中には、ひしゃげた銃弾と、2つに割れた虹色に輝く石があった。
「あっ、魔石が!」
アンドレアが叫んだ。
「生命力アップの魔石が割れてる! そうか、魔石がお姉様の命を護ったんだ!」
そのとき、女の悲鳴のような声が響いた。
「そうだったのか!!」
声のほうを振り向くと、地面にへたり込んでいたチャールズ・イーリイーー人呼んで吸血鬼伯爵の姿が眼に入った。

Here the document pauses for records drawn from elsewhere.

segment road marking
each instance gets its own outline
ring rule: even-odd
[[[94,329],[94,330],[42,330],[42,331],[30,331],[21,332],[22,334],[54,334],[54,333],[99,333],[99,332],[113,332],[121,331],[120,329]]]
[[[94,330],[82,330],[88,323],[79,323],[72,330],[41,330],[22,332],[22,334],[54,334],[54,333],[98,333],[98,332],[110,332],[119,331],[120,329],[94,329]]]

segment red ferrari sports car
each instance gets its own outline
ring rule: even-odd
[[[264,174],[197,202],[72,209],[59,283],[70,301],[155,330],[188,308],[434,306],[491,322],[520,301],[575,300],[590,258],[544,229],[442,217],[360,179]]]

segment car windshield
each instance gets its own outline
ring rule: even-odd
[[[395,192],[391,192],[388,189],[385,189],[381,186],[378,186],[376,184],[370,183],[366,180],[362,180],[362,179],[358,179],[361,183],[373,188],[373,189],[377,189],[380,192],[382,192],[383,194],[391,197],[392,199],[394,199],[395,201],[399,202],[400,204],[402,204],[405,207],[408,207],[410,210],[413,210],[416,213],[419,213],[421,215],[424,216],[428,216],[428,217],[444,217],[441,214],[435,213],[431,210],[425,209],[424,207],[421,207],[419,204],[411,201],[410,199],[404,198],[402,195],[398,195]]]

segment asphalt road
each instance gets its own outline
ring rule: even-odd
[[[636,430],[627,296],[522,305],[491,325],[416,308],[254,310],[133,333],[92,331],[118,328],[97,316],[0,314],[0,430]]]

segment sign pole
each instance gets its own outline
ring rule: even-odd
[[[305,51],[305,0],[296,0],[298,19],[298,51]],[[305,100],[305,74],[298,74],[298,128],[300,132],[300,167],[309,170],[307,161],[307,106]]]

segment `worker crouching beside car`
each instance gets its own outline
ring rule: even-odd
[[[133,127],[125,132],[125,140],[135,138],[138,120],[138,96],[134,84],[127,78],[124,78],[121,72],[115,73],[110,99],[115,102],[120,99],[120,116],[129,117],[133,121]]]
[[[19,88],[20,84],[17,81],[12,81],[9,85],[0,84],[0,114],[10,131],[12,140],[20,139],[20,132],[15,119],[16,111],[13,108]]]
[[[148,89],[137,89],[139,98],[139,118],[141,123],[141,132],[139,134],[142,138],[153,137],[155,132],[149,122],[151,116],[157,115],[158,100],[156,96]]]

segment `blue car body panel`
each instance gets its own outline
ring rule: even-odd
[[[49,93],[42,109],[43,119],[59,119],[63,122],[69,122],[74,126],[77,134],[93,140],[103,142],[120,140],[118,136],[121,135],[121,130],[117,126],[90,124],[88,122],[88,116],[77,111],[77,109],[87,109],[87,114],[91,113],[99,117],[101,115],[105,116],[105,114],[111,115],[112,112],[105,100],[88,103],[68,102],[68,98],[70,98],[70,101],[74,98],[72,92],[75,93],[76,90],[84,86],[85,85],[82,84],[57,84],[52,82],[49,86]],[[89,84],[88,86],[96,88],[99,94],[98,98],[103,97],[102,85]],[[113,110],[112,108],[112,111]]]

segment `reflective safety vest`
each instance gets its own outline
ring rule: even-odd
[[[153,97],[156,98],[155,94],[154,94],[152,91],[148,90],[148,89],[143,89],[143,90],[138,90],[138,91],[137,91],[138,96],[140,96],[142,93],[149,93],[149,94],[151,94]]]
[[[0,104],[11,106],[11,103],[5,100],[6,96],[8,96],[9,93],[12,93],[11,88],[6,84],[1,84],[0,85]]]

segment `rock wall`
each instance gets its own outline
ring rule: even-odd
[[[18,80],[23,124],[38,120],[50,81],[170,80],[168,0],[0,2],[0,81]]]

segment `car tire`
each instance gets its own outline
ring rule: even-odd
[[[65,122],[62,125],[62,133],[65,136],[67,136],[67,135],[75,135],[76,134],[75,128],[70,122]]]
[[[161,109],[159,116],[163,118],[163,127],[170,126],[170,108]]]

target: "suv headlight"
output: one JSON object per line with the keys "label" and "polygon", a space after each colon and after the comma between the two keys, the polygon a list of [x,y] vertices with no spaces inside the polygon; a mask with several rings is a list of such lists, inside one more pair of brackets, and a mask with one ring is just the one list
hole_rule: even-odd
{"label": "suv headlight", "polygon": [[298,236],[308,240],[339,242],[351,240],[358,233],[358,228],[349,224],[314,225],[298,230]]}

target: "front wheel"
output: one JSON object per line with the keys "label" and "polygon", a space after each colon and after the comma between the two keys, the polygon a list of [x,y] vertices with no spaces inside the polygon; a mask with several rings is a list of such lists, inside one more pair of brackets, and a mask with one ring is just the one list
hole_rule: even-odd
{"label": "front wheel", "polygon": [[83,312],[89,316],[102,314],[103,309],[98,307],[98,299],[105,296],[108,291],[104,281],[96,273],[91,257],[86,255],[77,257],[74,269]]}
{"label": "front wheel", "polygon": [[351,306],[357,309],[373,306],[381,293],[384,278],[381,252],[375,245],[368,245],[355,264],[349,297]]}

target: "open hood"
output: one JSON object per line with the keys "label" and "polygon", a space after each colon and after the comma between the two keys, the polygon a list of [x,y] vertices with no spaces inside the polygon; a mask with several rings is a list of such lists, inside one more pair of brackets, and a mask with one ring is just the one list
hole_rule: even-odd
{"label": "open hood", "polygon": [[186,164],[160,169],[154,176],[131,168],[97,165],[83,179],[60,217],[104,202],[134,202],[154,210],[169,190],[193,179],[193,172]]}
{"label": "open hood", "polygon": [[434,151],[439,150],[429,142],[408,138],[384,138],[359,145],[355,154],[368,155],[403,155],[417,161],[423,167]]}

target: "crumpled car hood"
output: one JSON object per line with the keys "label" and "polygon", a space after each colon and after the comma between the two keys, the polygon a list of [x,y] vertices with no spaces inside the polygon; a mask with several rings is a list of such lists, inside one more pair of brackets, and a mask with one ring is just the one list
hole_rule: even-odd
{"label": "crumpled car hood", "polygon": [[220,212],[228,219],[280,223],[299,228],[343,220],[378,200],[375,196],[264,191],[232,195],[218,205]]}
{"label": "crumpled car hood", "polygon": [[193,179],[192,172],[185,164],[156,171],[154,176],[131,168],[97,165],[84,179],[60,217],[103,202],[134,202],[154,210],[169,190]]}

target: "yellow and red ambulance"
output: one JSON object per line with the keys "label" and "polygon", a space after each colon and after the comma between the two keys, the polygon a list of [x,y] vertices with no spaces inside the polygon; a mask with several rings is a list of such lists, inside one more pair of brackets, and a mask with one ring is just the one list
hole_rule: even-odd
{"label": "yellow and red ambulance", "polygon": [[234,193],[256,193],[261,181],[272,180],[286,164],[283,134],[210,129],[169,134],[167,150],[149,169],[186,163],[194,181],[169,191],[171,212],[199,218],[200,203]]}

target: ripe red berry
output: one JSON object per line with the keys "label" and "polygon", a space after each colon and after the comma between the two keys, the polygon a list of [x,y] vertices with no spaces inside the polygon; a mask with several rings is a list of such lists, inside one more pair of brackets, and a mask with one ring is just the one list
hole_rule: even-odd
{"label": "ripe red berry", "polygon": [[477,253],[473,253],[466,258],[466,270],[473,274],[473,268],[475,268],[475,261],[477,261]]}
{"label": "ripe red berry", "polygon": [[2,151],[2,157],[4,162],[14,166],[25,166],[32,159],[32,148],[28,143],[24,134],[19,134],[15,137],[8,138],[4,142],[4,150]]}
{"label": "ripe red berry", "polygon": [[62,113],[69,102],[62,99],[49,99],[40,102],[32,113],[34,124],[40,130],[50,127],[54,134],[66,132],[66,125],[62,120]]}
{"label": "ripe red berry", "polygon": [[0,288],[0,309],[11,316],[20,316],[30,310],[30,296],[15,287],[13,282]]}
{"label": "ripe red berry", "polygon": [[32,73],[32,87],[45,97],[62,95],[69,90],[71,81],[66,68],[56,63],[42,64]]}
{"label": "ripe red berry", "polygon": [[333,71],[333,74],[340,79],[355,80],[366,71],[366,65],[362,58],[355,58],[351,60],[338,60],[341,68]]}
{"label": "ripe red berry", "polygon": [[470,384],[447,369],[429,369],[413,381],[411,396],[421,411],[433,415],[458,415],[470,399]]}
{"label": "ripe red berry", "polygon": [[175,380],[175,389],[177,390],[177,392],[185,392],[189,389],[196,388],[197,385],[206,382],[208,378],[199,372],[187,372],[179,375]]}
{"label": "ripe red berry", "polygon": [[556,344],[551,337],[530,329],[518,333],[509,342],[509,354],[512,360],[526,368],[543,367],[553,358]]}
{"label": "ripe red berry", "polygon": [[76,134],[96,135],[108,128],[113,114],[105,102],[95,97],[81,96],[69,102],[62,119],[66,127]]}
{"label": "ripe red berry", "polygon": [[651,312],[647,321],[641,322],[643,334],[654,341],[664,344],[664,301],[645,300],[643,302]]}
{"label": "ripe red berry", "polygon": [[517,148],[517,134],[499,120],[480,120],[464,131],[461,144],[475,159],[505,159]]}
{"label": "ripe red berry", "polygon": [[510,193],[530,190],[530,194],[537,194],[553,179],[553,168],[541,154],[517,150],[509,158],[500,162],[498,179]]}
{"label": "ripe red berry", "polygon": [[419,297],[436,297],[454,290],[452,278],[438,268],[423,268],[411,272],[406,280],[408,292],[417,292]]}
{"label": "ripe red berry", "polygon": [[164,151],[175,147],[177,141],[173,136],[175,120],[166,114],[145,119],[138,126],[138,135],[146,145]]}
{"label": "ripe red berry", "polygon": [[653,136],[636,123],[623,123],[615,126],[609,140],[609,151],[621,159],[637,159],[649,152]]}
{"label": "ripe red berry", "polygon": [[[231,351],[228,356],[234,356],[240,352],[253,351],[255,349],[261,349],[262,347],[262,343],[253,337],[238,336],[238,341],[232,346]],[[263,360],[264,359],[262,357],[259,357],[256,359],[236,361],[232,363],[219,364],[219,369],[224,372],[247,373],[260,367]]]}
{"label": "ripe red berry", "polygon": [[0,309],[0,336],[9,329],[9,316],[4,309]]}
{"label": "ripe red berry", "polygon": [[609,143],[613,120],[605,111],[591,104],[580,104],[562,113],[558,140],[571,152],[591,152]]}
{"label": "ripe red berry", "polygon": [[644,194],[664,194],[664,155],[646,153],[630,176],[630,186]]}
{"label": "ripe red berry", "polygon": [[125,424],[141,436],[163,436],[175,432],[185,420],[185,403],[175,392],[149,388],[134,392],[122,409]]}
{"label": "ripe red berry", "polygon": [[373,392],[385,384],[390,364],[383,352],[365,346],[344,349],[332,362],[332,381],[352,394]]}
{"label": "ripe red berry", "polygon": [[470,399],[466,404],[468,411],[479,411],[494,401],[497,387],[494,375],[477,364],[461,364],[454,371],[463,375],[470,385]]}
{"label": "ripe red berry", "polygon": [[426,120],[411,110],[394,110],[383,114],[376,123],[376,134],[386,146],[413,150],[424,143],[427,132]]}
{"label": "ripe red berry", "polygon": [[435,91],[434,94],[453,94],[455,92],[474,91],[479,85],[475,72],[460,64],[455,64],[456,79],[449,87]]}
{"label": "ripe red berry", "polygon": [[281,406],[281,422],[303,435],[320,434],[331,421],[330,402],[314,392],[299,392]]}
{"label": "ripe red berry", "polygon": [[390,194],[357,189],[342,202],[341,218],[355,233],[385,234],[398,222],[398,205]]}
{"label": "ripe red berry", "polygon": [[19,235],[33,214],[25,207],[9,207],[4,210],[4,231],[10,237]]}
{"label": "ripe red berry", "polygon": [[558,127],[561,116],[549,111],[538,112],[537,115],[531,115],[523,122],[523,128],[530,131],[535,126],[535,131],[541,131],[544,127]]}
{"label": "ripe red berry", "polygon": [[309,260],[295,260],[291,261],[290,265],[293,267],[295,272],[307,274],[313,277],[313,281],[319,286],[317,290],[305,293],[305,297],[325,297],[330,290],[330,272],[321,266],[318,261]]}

「てっきりお嬢様を殺してしまったと思った……もう駄目だ、自殺するしかないと思った……助かった……奇跡が起こった……」
「何を言うか、この馬鹿者!」
父上がつかつかと歩み寄り、伯爵の頭をゴツンと殴った。
「何が奇跡だ! 貴様には、どうしてジュリアが死ななかったのかわからんのか!」
伯爵が力なく首を振った。
「なら教えてやろう。由緒あるレヴォワール家の伝統であり、宿痾でもある溺愛が、ジュリアを死なさなかったのだ。愛は万能とはまさにこのことだ!」
私にはまるで意味不明だったが、父上とお兄様と弟は感涙に咽び泣いた。
そしてなぜかイーリイ伯爵も、
「皆様の溺愛に感動しました! 私にはまだまだ溺愛が足りません。修行して出直して参ります!」
どういう修行をするのだろう? これまた意味不明だったが、父上は伯爵を抱き締めて、男4人で号泣した。
馬鹿馬鹿しくなったのか、パトリシアお母様は帰った。
私は、エディが飛び出してきた地面のところに行った。
不思議なことに、そこには穴も何もなかった。
(いったいどんな技を使ったのかしら。私の知らないあいだに、ずいぶん冒険者の修行をしたみたいね。次に会うときは、夢で見たように、本当に私を連れて逃げてくれないかしら?)
森のあちこちに眼をやった。
でも、もはや「勇者」エドモンド・アラベスターは、まるで砂漠に吹く風のようにどこかに消え去っていた。